Last week saw the tenth annual Wandelen voor Water (Walking for Water) campaign set a new fundraising record in the Netherlands. We are very proud to announce that this year Euro 1,294,488 was raised by Dutch school children taking part – the largest sum raised during the campaign’s ten year history. As in previous years, Aqua for AllSimaviZOAAMREF and Akvo worked together with Rotary Clubs and several other organisations to make the campaign a great success.

Walking for Water is a fundraising and awareness-raising concept where school children aged 10-13 walk 6 km (the average distance that many people in developing countries have to walk each day to collect water), carrying six litres of water in a backpack. Funds are raised by the kids themselves, mainly as donations from friends and family.

The money is used to finance water projects in developing countries, which the children can then follow through their schoolwork. As a preparation for the walk, teachers and guest lecturers educate the children about the importance of clean water and adequate sanitation in developing countries.

Photo above: Walking for Water in The Hague, by Lissy van Noort. 21 March 2012.

Wandelen voor Water began in the Netherlands ten years ago and has been growing year on year. 2012 is the second year running that children from other countries have also got involved. Internationally, more than 26,000 school children from around 500 primary schools participated this year.
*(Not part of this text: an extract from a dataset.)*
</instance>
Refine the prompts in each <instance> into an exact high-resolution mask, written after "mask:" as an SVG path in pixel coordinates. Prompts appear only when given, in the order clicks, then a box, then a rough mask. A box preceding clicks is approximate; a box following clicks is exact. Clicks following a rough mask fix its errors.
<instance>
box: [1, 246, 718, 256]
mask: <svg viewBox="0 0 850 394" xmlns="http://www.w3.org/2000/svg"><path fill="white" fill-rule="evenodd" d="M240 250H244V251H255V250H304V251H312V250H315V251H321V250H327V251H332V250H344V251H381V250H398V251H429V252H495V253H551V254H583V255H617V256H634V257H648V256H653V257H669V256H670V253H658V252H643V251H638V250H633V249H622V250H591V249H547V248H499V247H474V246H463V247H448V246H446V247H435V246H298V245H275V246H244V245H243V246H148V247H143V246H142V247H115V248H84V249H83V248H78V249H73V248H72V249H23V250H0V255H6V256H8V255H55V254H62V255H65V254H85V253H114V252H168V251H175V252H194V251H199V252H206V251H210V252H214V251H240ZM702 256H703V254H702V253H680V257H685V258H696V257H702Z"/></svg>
While most of the participants were based in the Netherlands, around 800 children from nine other countries took part. Together they walked more than 150,000 km to collect money for water and sanitation projects in developing countries.

During the week of World Water Day on the 22 March, children all over The Netherlands walked for water. A guest lecture taught children about water issues in different contexts; both in The Netherlands and developing countries. On 21 March, I joined the walk in Bergschenhoek and my colleague Lissy took part in the event in The Hague. Spring had finally arrived so it couldn’t get any better.

Walking for Water in Bergschenhoek was organised by Rotary Club de Rottemeren. 500 children from several primary schools participated. Early in the morning the children and their supervisors gathered at the start. The mayor gave a welcome speech and encouraged the children to do their best. A group of musicians from Senegal played drums and guitar during the warm-up. Children were singing and dancing and after the kick-off they started walking full of energy through the beautiful forest.

Band of Omar Ka from Senegal gave the children in Bergschenhoek a high-energy warm-up

Under a clear blue sky, 900 children from schools in and near The Hague started their walk from the Museon through the dunes to Scheveningen. After the warm-up the children were ready to go. Lissy saw children carrying their backpacks on their belly as they found it easier. “But the children in Kenya have to carry their jerrycans on top of their head,” they observed.

In Bergschenhoek, first aid experts advised children to empty two bottles of water, because it would be too heavy to carry. However, most children did not give up and carried six litres of water all the way to the finish. Many remarked, “I don’t want to empty my bottles, because I only need to do this once, and many children have to do this every day.”

Both of us were surprised by how much the children knew about their peers in Malawi and Kenya and about water and sanitation issues, how much money you need to build a pump and how much water we waste in The Netherlands every day.

Thanks to the help of many volunteers, first aiders, teachers and supervisors who walked with the children, the walks were a tremendous success. The children who started in The Hague finished at the water tower in Scheveningen. At the finish, they emptied their bottles into big bathtubs where the water was collected and could be returned to nature afterwards. In Bergschenhoek the children emptied their bottles in a gutter to drain off the water into a stream.

At the finishes, all the children gathered again to rest a little and enjoy the sun. By asking family and friends to sponsor them, the children in Bergschenhoek collected € 15,167.92, which was doubled by Aqua for All  to € 30,335.84. The money will benefit a project in Malawi to build rope pumps in villages where water is scarce. The pumps will enable people to drink clean water and children to attend school, since they won’t have to walk big distances to get water anymore. The children in The Hague walked to support a project in Kenya that aims to build toilets and watertanks in schools for clean drinking water.

Here’s a Dutch language video of highlights of the Walking for Water event in Bergschenhoek.

You can view Lissy’s nice short video of the Hague event here.

We are in the process of collating this year’s videos from different Walking for Water events around the Netherlands and other countries and will post them on and as we get them.

Over the past ten years over 100,000 children have walked a total of 650,000 km to raise money for water and sanitation projects. To date, the campaign has raised over €5m for water and sanitation projects. We hope even more children from all around the world will particpate in the coming ten years to support development projects.